To be sure, there is some risk on the surety as well. The surety has good faith obligations to both the contractor and the owner, and when a declaration of default by the owner is challenged by the contractor, those twin obligations require a bit of a balancing act. Often the contractor's challenge will arise from its suspension or abandonment due to nonpayment for work that the contractor considers a change and the owner considers within the original scope of work. The surety must investigate and decide which party's position is more plausible. Most indemnity agreements will prescribe the standard that the surety will apply when judging between the two positions (“reasonableness” being the usual touchstone), but judging wrongly can have consequences – particularly given the legal principle that the performance bond surety has all of the rights and defenses that the contractor has. Refusing to invoke those defenses when they are likely winners may end up depriving a surety of reimbursement.

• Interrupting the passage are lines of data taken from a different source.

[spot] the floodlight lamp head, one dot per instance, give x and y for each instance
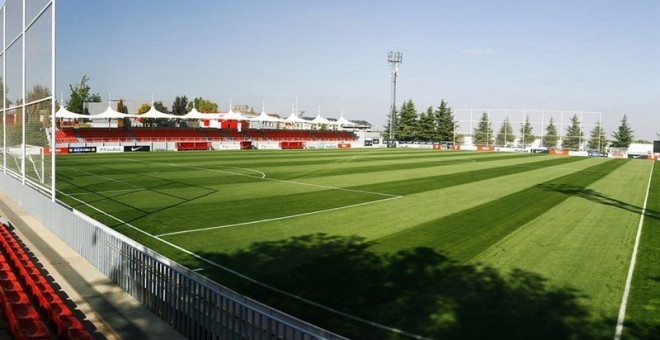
(395, 57)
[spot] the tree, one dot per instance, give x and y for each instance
(80, 95)
(179, 106)
(444, 123)
(39, 110)
(574, 135)
(483, 133)
(203, 105)
(550, 139)
(151, 122)
(597, 139)
(426, 126)
(4, 90)
(526, 134)
(121, 108)
(386, 127)
(505, 136)
(407, 128)
(143, 108)
(623, 136)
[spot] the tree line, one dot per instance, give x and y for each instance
(80, 94)
(439, 125)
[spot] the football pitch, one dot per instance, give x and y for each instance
(390, 243)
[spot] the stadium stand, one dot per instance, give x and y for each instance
(104, 135)
(99, 135)
(166, 134)
(66, 136)
(21, 283)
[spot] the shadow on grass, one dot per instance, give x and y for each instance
(418, 291)
(597, 197)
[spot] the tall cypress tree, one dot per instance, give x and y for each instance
(407, 128)
(426, 126)
(574, 135)
(597, 139)
(505, 135)
(445, 125)
(483, 133)
(623, 136)
(550, 138)
(526, 135)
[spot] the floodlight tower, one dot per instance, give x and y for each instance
(394, 58)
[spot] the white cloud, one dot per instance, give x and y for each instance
(479, 51)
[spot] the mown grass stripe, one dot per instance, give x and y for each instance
(416, 185)
(643, 311)
(402, 164)
(467, 233)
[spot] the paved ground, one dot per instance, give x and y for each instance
(108, 312)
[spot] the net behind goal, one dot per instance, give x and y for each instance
(33, 160)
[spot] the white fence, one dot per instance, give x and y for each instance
(193, 305)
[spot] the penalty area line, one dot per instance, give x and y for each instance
(277, 218)
(631, 268)
(250, 279)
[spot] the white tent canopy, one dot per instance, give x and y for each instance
(231, 115)
(320, 120)
(293, 118)
(153, 113)
(343, 121)
(110, 113)
(64, 113)
(264, 117)
(194, 114)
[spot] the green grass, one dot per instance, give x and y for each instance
(440, 244)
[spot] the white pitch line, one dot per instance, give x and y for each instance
(631, 268)
(250, 279)
(276, 218)
(107, 178)
(263, 176)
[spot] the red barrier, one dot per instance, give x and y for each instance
(292, 145)
(186, 146)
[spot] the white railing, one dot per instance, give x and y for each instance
(193, 305)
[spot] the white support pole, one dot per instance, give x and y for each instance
(53, 123)
(23, 107)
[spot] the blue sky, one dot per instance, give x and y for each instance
(599, 56)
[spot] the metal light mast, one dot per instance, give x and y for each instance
(394, 58)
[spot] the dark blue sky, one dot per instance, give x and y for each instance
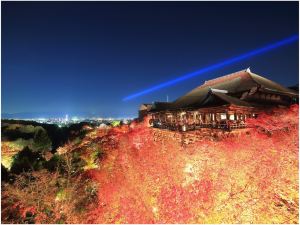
(71, 57)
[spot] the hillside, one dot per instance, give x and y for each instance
(137, 174)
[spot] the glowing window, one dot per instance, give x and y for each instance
(223, 116)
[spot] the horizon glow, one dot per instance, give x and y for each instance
(215, 66)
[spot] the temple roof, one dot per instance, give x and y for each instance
(227, 89)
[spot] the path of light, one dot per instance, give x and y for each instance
(227, 62)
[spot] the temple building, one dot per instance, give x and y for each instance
(225, 102)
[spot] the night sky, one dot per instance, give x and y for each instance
(76, 57)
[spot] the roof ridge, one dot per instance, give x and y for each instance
(225, 77)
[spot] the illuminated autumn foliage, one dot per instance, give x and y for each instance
(147, 175)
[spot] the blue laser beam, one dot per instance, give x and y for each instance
(218, 65)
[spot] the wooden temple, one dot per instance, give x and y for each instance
(225, 102)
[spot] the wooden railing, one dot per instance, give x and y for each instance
(225, 126)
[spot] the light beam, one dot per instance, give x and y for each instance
(218, 65)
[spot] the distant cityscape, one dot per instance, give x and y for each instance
(66, 120)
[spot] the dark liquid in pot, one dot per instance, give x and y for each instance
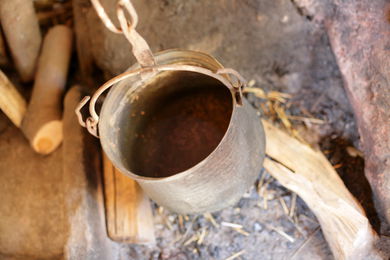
(182, 131)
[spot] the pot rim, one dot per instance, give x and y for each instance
(193, 168)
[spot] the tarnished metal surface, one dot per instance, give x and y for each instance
(217, 181)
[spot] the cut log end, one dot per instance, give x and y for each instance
(48, 137)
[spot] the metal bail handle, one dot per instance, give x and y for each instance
(91, 122)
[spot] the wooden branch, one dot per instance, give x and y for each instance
(21, 29)
(309, 174)
(128, 210)
(11, 102)
(42, 124)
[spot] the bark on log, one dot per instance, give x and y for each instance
(11, 102)
(42, 124)
(21, 28)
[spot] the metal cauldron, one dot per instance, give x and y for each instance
(212, 159)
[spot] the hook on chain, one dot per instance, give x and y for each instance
(140, 47)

So can going overboard on the amount spent in defending against an owner's claim. In Gulf Ins. Co. v. AMSCO, Inc., 153 N.H. 28, 41 (2005), our Supreme Court noted that “an indemnity agreement is not a blank check; it does not entitle the surety company to reimbursement for legal expenses which are unreasonable or unnecessary. To hold otherwise would allow [a surety] to retain counsel and to charge attorney's fees against the indemnitor even when the surety company does not require a separate legal defense to protect its interests.” The Court affirmed a lower court decision that a surety was not entitled to be indemnified by the contractor for the costs of hiring separate counsel where it could have tendered the defense of the owner's claims to the contractor.
Every case is different, but in general the factors considered by the courts when ruling on a surety's right to be reimbursed for attorneys' fees include “the amount of risk to which the surety was exposed; whether the principal was solvent; whether the surety has called on the principal to deposit with it funds to cover the potential liability; whether the principal on demand by the surety to deposit with it the amount of the claim has refused to do so; whether the principal was notified of the action and given opportunity to defend for itself and the surety; whether the principal hired the attorney for both himself and the surety; whether the principal notified the surety of the hiring of the attorney; the competency of the attorney hired by the principal; the diligence displayed by the principal and his attorney in the defense; whether there is a conflict of interest between the parties; the attitude and cooperativeness of the surety; and the amount charged and diligence of the attorney hired by the surety.” Id. at 37-38.
Tendering the defense of an owner's claims to the contractor does not mean that the surety will incur no indemnifiable expenses. The surety will still monitor the litigation, and could step in if the defense is going poorly. It may even end up assisting in financing the defense if the contractor's resources wane. But in my experience, tendering the defense usually makes sense – for both contractor and surety.